FILE PHOTO: Cattle graze on a barren and parched land at a field in Hoopstad, a maize-producing district in the Free State province, South Africa, January 13, 2016. REUTERS/Siphiwe Sibeko
Maize prices have climbed amid concerns that dry conditions in the main part of South Africa’s maize belt have delayed crop plantings outside the optimum planting window, threatening yields for the staple food that is also used in livestock feed.
In early estimates farmers have planted around 95 percent of the country’s yellow maize, which is mainly used in animal feed and between 70 to 80 percent of the white maize, which is used in human consumption, the Grain SA lobby group said.

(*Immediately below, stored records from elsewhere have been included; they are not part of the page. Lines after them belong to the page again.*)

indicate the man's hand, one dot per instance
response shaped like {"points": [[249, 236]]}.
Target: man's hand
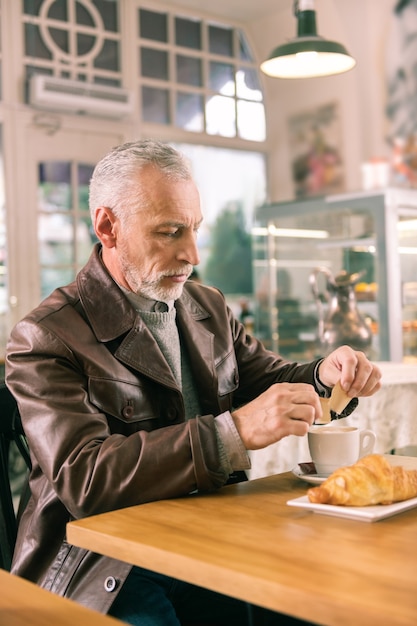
{"points": [[357, 375], [283, 409]]}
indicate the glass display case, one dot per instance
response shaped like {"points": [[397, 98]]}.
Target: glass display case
{"points": [[369, 235]]}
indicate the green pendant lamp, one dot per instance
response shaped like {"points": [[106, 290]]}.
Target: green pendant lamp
{"points": [[308, 55]]}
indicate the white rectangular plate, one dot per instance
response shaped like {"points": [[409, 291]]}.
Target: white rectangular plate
{"points": [[361, 513]]}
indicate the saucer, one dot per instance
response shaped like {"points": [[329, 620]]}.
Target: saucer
{"points": [[313, 479]]}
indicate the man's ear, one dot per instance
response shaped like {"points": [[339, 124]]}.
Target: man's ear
{"points": [[105, 226]]}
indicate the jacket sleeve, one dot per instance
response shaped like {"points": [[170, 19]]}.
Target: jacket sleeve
{"points": [[92, 468]]}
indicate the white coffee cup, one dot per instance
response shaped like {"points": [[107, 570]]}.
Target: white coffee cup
{"points": [[332, 447]]}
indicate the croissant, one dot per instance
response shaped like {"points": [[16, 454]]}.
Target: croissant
{"points": [[372, 480]]}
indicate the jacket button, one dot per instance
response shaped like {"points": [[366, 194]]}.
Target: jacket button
{"points": [[171, 414], [127, 411], [110, 584]]}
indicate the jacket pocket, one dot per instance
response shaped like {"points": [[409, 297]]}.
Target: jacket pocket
{"points": [[227, 374], [127, 402]]}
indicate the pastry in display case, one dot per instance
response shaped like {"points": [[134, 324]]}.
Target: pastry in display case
{"points": [[338, 269]]}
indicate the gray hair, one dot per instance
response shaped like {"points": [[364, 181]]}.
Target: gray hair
{"points": [[115, 182]]}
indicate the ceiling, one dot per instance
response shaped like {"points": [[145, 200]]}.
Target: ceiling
{"points": [[240, 10]]}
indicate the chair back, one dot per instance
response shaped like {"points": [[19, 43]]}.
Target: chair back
{"points": [[14, 458]]}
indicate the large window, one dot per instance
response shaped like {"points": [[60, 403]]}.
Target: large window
{"points": [[198, 76], [64, 225]]}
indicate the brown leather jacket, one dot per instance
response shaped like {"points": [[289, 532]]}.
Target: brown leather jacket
{"points": [[100, 409]]}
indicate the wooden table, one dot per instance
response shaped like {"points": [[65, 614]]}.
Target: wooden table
{"points": [[246, 542], [24, 604]]}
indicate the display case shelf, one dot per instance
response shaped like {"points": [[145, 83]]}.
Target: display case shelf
{"points": [[374, 232]]}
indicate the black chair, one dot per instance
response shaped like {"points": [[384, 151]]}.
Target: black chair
{"points": [[14, 452]]}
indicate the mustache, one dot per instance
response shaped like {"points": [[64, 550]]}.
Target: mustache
{"points": [[183, 270]]}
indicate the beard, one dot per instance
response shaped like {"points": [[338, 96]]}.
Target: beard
{"points": [[150, 285]]}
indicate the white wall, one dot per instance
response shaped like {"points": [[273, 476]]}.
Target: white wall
{"points": [[363, 27]]}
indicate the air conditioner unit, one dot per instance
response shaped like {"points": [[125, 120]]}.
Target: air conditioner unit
{"points": [[72, 96]]}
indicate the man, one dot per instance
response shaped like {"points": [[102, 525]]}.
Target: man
{"points": [[135, 385]]}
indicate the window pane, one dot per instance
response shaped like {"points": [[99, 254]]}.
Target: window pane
{"points": [[153, 25], [189, 71], [244, 50], [189, 112], [155, 105], [221, 40], [58, 11], [54, 191], [85, 43], [82, 16], [188, 33], [247, 84], [251, 120], [51, 278], [154, 63], [108, 59], [222, 78], [60, 38], [34, 46], [55, 236], [221, 116]]}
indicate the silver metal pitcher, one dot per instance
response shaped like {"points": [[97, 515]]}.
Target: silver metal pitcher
{"points": [[340, 322]]}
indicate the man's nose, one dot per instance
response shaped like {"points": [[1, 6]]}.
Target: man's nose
{"points": [[189, 250]]}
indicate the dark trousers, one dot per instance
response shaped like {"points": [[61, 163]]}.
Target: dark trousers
{"points": [[150, 599]]}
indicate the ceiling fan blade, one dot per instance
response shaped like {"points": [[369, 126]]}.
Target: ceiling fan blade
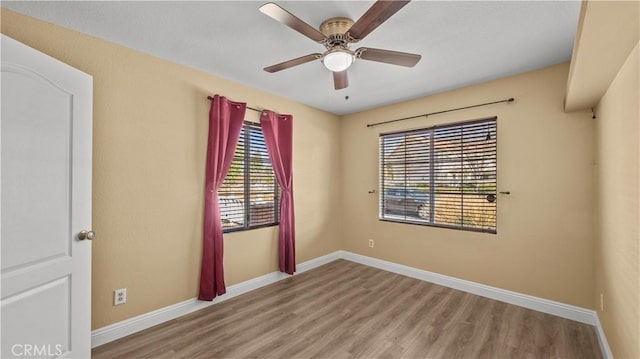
{"points": [[340, 80], [390, 57], [374, 17], [291, 63], [276, 12]]}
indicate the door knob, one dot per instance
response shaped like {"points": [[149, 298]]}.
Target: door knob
{"points": [[86, 235]]}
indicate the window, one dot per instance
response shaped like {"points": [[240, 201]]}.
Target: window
{"points": [[441, 176], [249, 195]]}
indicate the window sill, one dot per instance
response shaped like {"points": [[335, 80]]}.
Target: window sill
{"points": [[468, 229]]}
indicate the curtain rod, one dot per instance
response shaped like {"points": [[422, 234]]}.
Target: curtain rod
{"points": [[509, 100], [250, 108]]}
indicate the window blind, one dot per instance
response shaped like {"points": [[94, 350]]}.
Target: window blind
{"points": [[249, 196], [442, 176]]}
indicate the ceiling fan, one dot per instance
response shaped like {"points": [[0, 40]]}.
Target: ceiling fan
{"points": [[337, 34]]}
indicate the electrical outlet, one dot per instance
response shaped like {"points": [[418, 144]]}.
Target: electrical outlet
{"points": [[120, 296], [601, 302]]}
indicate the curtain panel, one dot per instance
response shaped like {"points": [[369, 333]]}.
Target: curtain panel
{"points": [[278, 135], [225, 124]]}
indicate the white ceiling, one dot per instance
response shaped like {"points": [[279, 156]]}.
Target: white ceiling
{"points": [[461, 43]]}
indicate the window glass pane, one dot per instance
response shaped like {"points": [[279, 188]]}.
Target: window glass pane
{"points": [[231, 193], [443, 175]]}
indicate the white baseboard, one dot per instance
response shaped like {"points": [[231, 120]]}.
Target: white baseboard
{"points": [[126, 327], [132, 325], [527, 301], [602, 339]]}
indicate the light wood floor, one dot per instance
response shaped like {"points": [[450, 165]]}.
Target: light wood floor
{"points": [[348, 310]]}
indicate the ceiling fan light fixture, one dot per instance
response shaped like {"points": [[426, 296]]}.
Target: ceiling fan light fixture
{"points": [[338, 60]]}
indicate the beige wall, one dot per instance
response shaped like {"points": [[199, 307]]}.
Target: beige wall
{"points": [[618, 211], [544, 245], [150, 133]]}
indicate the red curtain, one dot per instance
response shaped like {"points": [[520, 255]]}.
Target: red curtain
{"points": [[278, 135], [225, 123]]}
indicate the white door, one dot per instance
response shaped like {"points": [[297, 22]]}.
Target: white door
{"points": [[45, 191]]}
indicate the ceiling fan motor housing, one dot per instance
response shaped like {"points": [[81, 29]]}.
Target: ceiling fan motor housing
{"points": [[335, 30]]}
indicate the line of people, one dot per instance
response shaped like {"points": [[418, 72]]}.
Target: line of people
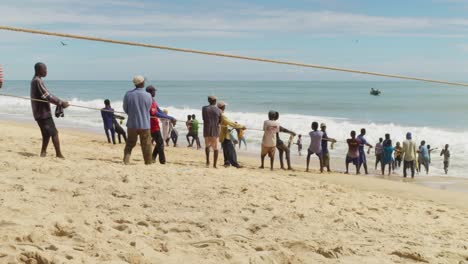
{"points": [[145, 115]]}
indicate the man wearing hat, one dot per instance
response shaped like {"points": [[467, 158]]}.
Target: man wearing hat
{"points": [[230, 156], [325, 152], [211, 125], [408, 153], [137, 105]]}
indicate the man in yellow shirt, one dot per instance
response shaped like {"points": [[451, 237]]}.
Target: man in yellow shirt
{"points": [[230, 156]]}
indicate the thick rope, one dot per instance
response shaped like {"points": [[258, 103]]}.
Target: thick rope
{"points": [[316, 66], [94, 108]]}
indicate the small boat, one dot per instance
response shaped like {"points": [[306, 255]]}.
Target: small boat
{"points": [[375, 92]]}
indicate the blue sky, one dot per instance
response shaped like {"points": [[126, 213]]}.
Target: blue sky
{"points": [[421, 38]]}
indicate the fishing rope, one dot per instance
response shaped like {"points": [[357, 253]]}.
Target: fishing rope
{"points": [[299, 64], [97, 109]]}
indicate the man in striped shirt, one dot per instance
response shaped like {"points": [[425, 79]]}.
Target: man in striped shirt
{"points": [[1, 76]]}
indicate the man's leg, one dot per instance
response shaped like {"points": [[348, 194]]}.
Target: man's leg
{"points": [[130, 144], [145, 142], [56, 142], [106, 130], [113, 135], [225, 147]]}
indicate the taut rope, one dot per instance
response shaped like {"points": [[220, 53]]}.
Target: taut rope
{"points": [[316, 66]]}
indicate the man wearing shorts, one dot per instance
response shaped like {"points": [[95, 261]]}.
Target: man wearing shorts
{"points": [[211, 125], [362, 153], [353, 152], [315, 145], [41, 110], [270, 127], [325, 152]]}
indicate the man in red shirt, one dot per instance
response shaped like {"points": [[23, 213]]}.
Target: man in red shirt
{"points": [[156, 113]]}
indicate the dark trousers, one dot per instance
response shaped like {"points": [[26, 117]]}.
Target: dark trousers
{"points": [[283, 149], [230, 155], [112, 134], [145, 142], [408, 165], [159, 147]]}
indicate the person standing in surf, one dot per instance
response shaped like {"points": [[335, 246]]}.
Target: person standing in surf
{"points": [[353, 152], [362, 152], [409, 154], [211, 125], [325, 151], [41, 110]]}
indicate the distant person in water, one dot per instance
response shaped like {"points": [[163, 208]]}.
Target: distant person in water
{"points": [[41, 110], [299, 144], [270, 129], [325, 151], [119, 130], [398, 151], [229, 151], [211, 127], [409, 153], [282, 147], [423, 156], [156, 113], [195, 126], [188, 125], [107, 114], [241, 137], [174, 132], [315, 146], [387, 158], [446, 153], [1, 76], [353, 152], [378, 152], [362, 152]]}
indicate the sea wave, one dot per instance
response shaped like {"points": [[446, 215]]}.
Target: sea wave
{"points": [[338, 128]]}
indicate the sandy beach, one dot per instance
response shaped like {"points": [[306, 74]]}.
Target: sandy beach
{"points": [[90, 208]]}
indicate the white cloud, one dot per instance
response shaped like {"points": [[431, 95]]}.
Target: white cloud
{"points": [[155, 22]]}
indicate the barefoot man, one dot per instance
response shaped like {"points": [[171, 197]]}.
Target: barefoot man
{"points": [[41, 110]]}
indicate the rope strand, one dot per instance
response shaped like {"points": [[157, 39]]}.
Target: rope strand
{"points": [[217, 54]]}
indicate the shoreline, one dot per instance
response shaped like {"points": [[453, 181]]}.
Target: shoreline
{"points": [[90, 208], [438, 182]]}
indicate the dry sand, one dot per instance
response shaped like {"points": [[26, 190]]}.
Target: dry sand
{"points": [[90, 208]]}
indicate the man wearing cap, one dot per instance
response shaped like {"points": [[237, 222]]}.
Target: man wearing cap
{"points": [[325, 151], [408, 153], [137, 105], [229, 151], [41, 110], [211, 121], [156, 113]]}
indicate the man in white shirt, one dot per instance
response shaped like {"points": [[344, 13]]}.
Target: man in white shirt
{"points": [[270, 128], [315, 145]]}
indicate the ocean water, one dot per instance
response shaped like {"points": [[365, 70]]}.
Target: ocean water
{"points": [[435, 113]]}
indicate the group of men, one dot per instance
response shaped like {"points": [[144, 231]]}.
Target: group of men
{"points": [[144, 116]]}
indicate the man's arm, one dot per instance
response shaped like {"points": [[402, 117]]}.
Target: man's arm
{"points": [[125, 104], [45, 95], [160, 114], [282, 129]]}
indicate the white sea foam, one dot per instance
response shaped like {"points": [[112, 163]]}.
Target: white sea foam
{"points": [[338, 128]]}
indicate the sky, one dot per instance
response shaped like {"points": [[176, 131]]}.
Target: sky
{"points": [[423, 38]]}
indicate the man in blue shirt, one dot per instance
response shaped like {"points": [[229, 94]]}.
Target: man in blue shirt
{"points": [[362, 153], [137, 104]]}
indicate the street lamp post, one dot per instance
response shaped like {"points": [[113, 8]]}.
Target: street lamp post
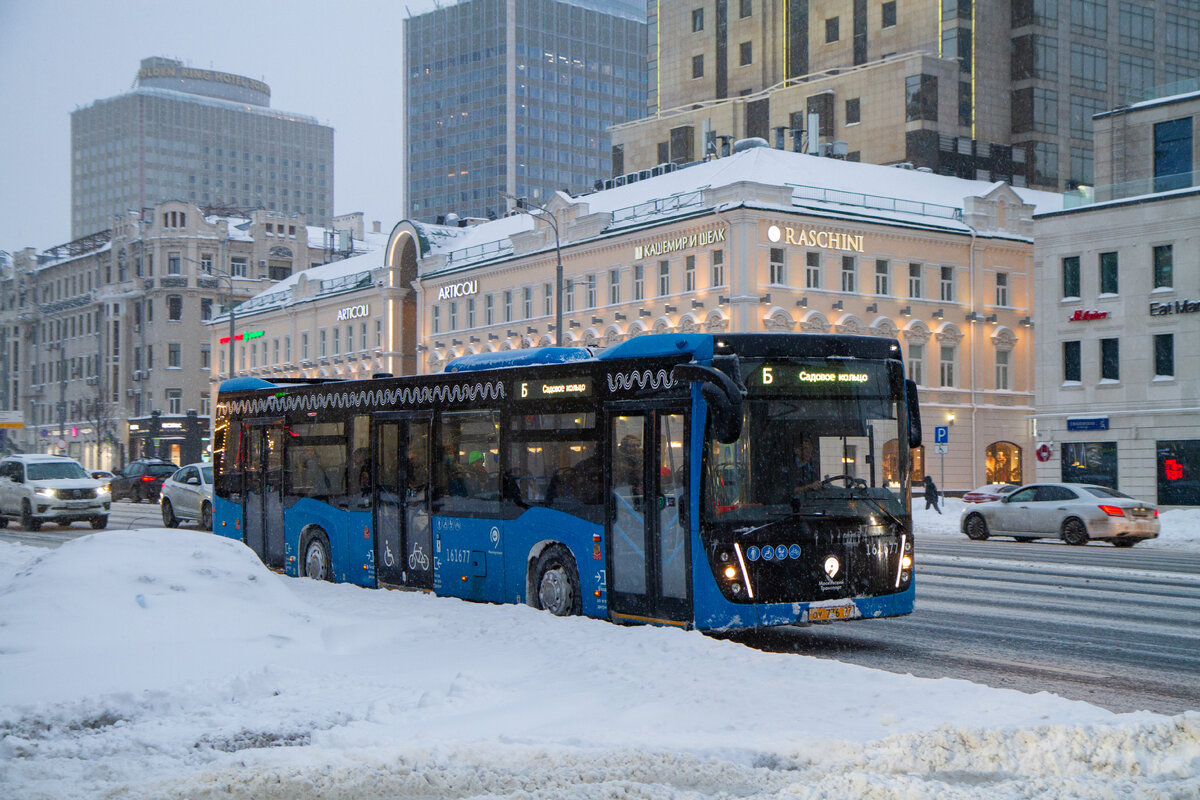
{"points": [[226, 276], [526, 205]]}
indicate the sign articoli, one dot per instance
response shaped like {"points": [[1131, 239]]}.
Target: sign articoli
{"points": [[353, 312], [814, 238], [687, 241], [461, 289]]}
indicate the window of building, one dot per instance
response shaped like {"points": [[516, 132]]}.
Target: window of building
{"points": [[853, 115], [849, 266], [1072, 362], [889, 14], [1135, 25], [1090, 462], [946, 284], [1164, 355], [1089, 67], [917, 364], [1173, 155], [1002, 368], [1179, 471], [1164, 264], [921, 97], [1110, 359], [946, 371], [1090, 17], [777, 266], [813, 270], [1071, 277], [915, 283], [1109, 274]]}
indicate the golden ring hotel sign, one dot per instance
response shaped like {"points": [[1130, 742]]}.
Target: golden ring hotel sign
{"points": [[687, 241], [814, 238]]}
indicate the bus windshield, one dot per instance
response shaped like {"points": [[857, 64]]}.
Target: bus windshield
{"points": [[820, 437]]}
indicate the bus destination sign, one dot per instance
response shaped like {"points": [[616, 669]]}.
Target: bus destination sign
{"points": [[552, 389], [785, 376]]}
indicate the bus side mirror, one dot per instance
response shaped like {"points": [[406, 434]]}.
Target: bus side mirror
{"points": [[913, 414], [723, 396]]}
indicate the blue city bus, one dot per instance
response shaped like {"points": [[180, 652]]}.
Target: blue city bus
{"points": [[707, 481]]}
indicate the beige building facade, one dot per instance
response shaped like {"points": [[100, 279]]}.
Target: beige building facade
{"points": [[735, 245]]}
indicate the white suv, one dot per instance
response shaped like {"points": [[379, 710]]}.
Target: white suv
{"points": [[51, 488]]}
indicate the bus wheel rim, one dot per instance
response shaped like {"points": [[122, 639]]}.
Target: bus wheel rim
{"points": [[555, 591], [315, 561]]}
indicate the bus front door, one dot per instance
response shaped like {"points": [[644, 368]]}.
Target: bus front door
{"points": [[403, 536], [647, 519], [263, 509]]}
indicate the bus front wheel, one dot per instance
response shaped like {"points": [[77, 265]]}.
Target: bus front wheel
{"points": [[316, 563], [557, 583]]}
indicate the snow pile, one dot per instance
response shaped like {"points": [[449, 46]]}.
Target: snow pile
{"points": [[168, 663]]}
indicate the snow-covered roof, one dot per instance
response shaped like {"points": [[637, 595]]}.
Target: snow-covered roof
{"points": [[822, 186]]}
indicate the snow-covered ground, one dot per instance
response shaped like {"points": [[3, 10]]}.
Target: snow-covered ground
{"points": [[168, 663]]}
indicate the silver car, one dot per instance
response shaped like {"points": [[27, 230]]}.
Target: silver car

Jaco Minnaar, chairman of Grain SA, an industry body that represents grain producers, said the reduced plantings could have devastating impact on the financial status of the farmers.
“Especially in the western parts of the country this is not the first year of drought for some farmers, it is the fifth or the sixth year that they have had less than normal yields or less than normal income,” said Minnaar.
“We certainly will see less hectares than we did last year and less hectares than we expected in October when the farmers published their intention.”
South Africa’s official Crop Estimates Committee, which in October estimated that farmers would plant 2.448 million hectares of maize in the 2018/2019 season, is expected to release the preliminary area planted estimates on Jan, 29.
The white maize futures contract due in March closed near a one-year high, up 1.49 percent to 3,280 rand, while yellow maize futures due in March closed at 2,840 rand just under its peak of 2,872, levels that were last seen in January 2017.
The higher maize prices have also increased animal feed costs amid a constrained consumer environment restricting the costs that can be passed on to the consumer.
In another blow, the read meat industry has seen the suspension of exports after the outbreak of foot-and-mouth disease in the northern Limpopo province.
The disease, which does not affect humans, causes lesions and lameness in cattle and sheep.
Exports of beef made up 4 percent of South African meat production last year, fetching to 1.8 billion rand ($131 million). The exports were destined to various countries, including Mozambique, Ghana, UK, Germany and China.
“All these factors put the producers’ cash flow and financial survival under pressure,” the Red Meat Producers Organization said in a statement on Friday.